The dogs forgot about the demon in the yard, pouncing on the meat chunks. The little boxer nosed at a piece only for the bigger dogs to drive him away. It whimpered.

Something cold, wet, and smelly splattered across Jackie’s blouse. Jackie whimpered.

Old man Luque lumbered back inside the house, hollering, “Where are you going, Chief?”

The demon hunter stepped into the sunlight, slipping a black mask over his pasty face.

“Out,” said Diego. “Want me to pick up something on the way back?”

“Whatever you want. I’m very tired.”

“Be right back, Pop.”

She had followed Diego to the docks for the past month. He always followed the same path, step for step for step, right into her web.

In another world, he would have been her pet. Diego was a pit bull of a boy, with brown eyes as dark and bitter as rancid coffee. His arms stretched the sleeves of his black tee. His shoulders were broad enough to fit a child on each shoulder.

The strong ones were the most fun to break.

She took a deep breath of sweet, sweet air.

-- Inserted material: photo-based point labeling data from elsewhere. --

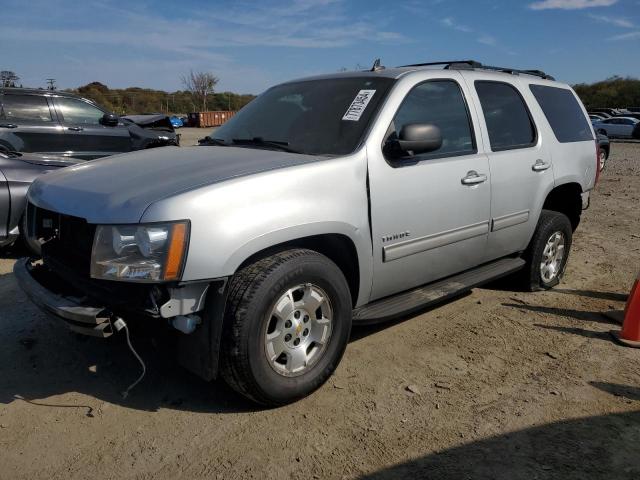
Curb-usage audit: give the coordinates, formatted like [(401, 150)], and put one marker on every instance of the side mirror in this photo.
[(109, 120), (419, 138)]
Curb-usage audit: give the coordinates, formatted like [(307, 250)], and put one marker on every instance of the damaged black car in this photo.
[(63, 124)]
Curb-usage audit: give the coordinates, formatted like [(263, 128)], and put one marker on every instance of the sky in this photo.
[(250, 46)]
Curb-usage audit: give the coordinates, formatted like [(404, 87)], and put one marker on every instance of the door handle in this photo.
[(474, 178), (540, 166)]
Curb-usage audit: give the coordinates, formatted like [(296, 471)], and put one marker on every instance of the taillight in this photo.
[(597, 163)]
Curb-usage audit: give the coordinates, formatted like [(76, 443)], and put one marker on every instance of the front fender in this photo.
[(235, 219), (358, 237)]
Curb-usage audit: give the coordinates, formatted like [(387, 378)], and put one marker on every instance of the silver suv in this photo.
[(329, 201)]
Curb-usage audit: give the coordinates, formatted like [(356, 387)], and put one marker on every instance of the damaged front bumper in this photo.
[(77, 312), (88, 314)]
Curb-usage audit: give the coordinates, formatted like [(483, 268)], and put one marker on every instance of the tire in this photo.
[(254, 295), (602, 158), (550, 224)]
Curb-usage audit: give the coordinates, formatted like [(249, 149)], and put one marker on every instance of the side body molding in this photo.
[(429, 242)]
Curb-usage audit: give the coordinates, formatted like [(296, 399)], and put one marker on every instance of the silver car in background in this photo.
[(618, 127)]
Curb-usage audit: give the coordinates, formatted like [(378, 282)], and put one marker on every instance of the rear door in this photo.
[(519, 161), (86, 137), (28, 124), (429, 212)]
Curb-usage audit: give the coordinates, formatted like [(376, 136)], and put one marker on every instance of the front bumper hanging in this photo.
[(80, 315)]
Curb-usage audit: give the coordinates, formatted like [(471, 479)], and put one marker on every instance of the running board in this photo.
[(411, 300)]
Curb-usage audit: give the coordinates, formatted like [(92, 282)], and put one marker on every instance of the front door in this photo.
[(86, 137), (429, 212), (27, 124)]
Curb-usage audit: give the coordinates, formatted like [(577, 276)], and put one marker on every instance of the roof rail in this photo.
[(474, 65)]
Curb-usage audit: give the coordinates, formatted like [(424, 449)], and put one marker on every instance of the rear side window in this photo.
[(438, 102), (78, 112), (25, 109), (563, 112), (508, 120)]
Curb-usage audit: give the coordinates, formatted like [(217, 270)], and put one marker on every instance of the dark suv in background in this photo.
[(61, 123)]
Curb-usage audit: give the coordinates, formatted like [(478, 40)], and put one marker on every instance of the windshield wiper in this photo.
[(212, 141), (261, 142)]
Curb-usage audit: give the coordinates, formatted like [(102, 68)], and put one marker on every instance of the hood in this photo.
[(48, 160), (42, 159), (119, 189)]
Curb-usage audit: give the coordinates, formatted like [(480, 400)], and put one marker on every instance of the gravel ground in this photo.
[(190, 136), (498, 384)]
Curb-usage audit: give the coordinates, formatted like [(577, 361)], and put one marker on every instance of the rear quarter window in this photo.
[(563, 112), (508, 120), (24, 109)]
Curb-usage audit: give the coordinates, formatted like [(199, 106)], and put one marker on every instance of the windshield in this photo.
[(324, 117)]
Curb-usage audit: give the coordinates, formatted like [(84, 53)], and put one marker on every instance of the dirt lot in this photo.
[(498, 384), (190, 136)]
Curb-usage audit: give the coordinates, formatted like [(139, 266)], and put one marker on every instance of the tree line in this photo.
[(614, 92), (135, 100), (199, 95)]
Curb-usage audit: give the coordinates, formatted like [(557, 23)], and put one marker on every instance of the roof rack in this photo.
[(474, 65)]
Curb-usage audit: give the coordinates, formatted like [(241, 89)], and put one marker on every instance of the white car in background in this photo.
[(626, 127)]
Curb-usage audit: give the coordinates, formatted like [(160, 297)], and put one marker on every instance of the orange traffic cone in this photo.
[(630, 333)]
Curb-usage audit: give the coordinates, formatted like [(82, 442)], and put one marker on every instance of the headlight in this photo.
[(139, 253)]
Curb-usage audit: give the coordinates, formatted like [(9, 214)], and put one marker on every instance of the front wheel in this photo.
[(548, 251), (287, 325)]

The cicadas screamed, the dead leaves crunched, and the lake bled sunset

If Diego had known what to look for, he might have noticed a shoe, or the top of a helmet. But Jackie had warned the operator of how dangerous and unstable her ex was. Jackie almost wished he was her ex, so it would be all the sweeter.

When Diego reached the end of the bridge, he spoke to the rippling water.

“I’ve caught up to you,” he said. “I’ll tell you all about college. What you missed. What sucks. But I won’t be able to come as often.”

“That would be sad,” said Jackie, stepping onto the bridge, “wouldn’t it?”

Diego lifted his head. He turned around, running a hand over his greasy black curls.

“You’re missing a shoe,” said Diego.

She put a hand on her hip. “You’re missing a brother.”

“He was killed by demons.” Diego frowned. “By Jacqueline Jordan. By you.”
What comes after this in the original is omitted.